O casal que levava o garoto foi preso pelos agentes de imigração na fronteira com o Texas, enquanto Miguel seguiu para um abrigo em Chicago, onde está há mais de 50 dias.
Seus pais, Jussara Maria da Silva e Regiany Assis Costa, já estavam nos EUA e afirmam que entregaram o menino ao casal da travessia seis meses antes, ainda no Brasil.
Desempregado e sem dinheiro para criar seis filhos em Gonzaga, pequena cidade no interior de Minas, Costa diz que decidiu doar o caçula e tentar vida nova nos EUA.
Levou a mulher e uma das crianças em meados de junho, e as outras, relatou à reportagem, tinham cruzado a fronteira um mês antes, com casais brasileiros que as devolveram quando a família chegou.
— Arrisquei minha vida e a dos meus filhos, mas é para dar um futuro melhor a eles. Não roubei, não matei. Se não der certo, volto ao Brasil.
Os três viajaram até o México, hospedaram-se em um hotel na fronteira e, em seguida, entregaram-se à imigração.
Juntos, ficaram detidos por quatro dias e, depois de liberados, foram para a Filadélfia. Lá, eles esperam o desfecho do pedido de asilo econômico para não serem mandados de volta ao Brasil.
A história é recorrente entre os que tentam entrar nos EUA sem documento.
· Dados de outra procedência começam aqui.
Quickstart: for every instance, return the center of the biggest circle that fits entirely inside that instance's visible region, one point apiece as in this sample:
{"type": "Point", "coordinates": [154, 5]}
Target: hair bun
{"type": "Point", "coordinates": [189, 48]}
Adultos cruzam a fronteira com menores de idade e se entregam às autoridades migratórias, evitando a deportação imediata, já que crianças não podem ficar sozinhas durante os trâmites de repatriação.
Com habitual retórica anti-imigração ilegal, o presidente americano, Donald Trump, havia endurecido essas regras e implementado uma política de tolerância zero que separava as famílias na fronteira.
Após a repercussão negativa, entretanto, o presidente precisou rever as medidas, impulsionando empreitadas como as de Costa.
Ele afirma que pegou um empréstimo para pagar as passagens de avião ao México e que a ideia de entrar nos EUA pelo esquema conhecido como "cai-cai" foi dele.
— Eu pus isso na cabeça e vim.
Com Miguel, porém, a situação fugiu do planejado, e o menino foi separado dos adultos que o acompanhavam.
— É isso que não entendo, ainda mais apresentando documentos originais — afirma Costa em referência à doação do filho que diz ter sido registrada em cartório brasileiro. Advogados divergem sobre a legalidade desse tipo de acordo.
Ele diz que seu objetivo agora é esperar que os amigos sejam soltos e reaver Miguel — que ele ainda não encontrou desde a saída do Brasil.
Na semana passada, o Consulado do Brasil em Chicago pediu ajuda de grupos de brasileiros nos EUA para tentar encontrar os pais da criança.
Depois dos anúncios divulgados nas redes sociais, começaram a circular boatos de que Costa e a mulher estavam alugando seus filhos para facilitar a travessia de terceiros.
O pai de Miguel rechaça a acusação e afirma que não recebeu dinheiro dos casais que levaram suas crianças. Mas não explica a razão de ter não terem viajado todos juntos.
Ele diz ainda que estava em contato com o abrigo antes de o consulado fazer o chamado.
— Postaram na internet que eu tinha vendido meus filhos, mas eles estão todos comigo. Minha esposa está doente com isso, chora dia e noite.
Procurado, o consulado brasileiro em Chicago afirma que houve "uma falha de comunicação" na divulgação da história de Miguel e que a família "já havia sido encontrada."
Por email, o órgão informou que não pode fornecer detalhes da situação porque informações pessoais neste caso estão protegidas por sigilo.
Além de Miguel, os quatro filhos de Costa que cruzaram a fronteira estão com ele nos EUA. A mais velha, de 13 anos, mora em Minas com a avó.
Trabalhando de carpinteiro enquanto a mulher faz bicos como faxineira, Costa diz que vai usar a certidão de nascimento para provar a paternidade de Miguel, tirá-lo do abrigo e juntá-lo com os irmãos.
Questionado se vai arriscar o mesmo roteiro com a única filha que ficou no Brasil, desanima:
— Depois que passamos por isso, não tem como.